A: This is a challenge for every customer we work with and who uses our technology to solve the problem: the gap between the legacy "perimeter" of the business, and the new perimeter -- the data -- which extends to the business partners and customers' own systems. The data-centric approach is the solution to this: extend the control over your data to align with where the data goes. It really is the only way forward.
Q: Finally, I know you have something up your sleeve with data protection, so what is new, and how will it help?
A: If you look at all the breaches mentioned here, there's one thing in common: the data comes from databases. Now, changing databases, as we've said, to accommodate encryption has been a big, big problem -- schema changes, changes to applications, workflows etc., are often multi-month projects. Format Preserving encryption, which is a mode of AES, shrinks those months to days.
With AES FPE, you can encrypt fields so they stay the same formats -- like a Social Security number, credit card number, name, and address -- without changing the database, and since the format stays the same, most of our applications reading data don't need to change.

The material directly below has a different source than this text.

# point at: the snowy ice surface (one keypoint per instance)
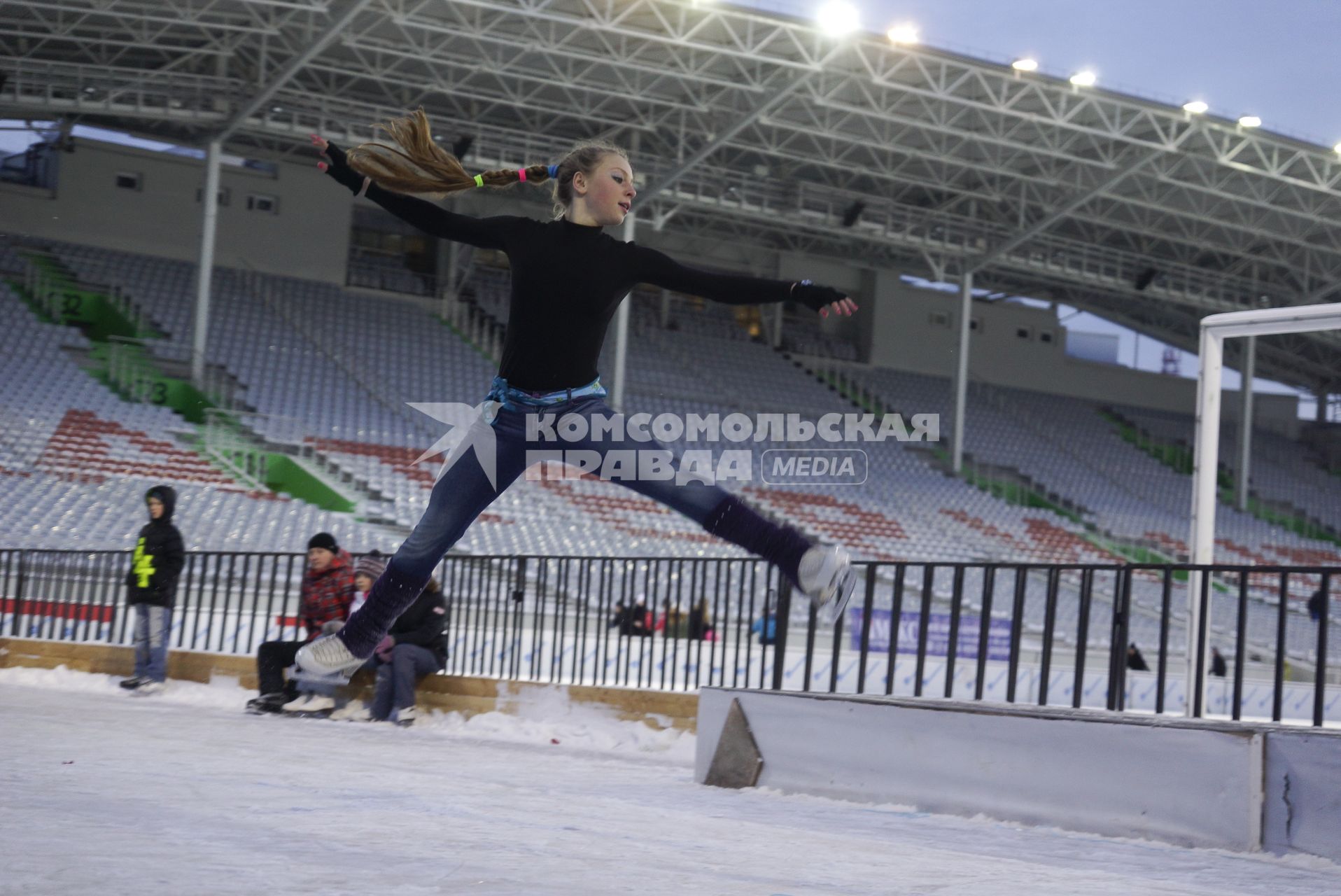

For those "trusted" applications that need the real data, the change is tiny -- 1-2 lines of code for and we can use SOA models, SDK, or a command line. On top of this, the Voltage SecureData has stateless key management -- so there's no database of keys to manage, and a direct relationship between keys and identity and roles are giving "Role-Based encryption," if you will. So now, we can have trusted people accessing trusted data, at will, on the fly, whilst protecting the data itself no matter where it goes. Data-Centric Security at its finest!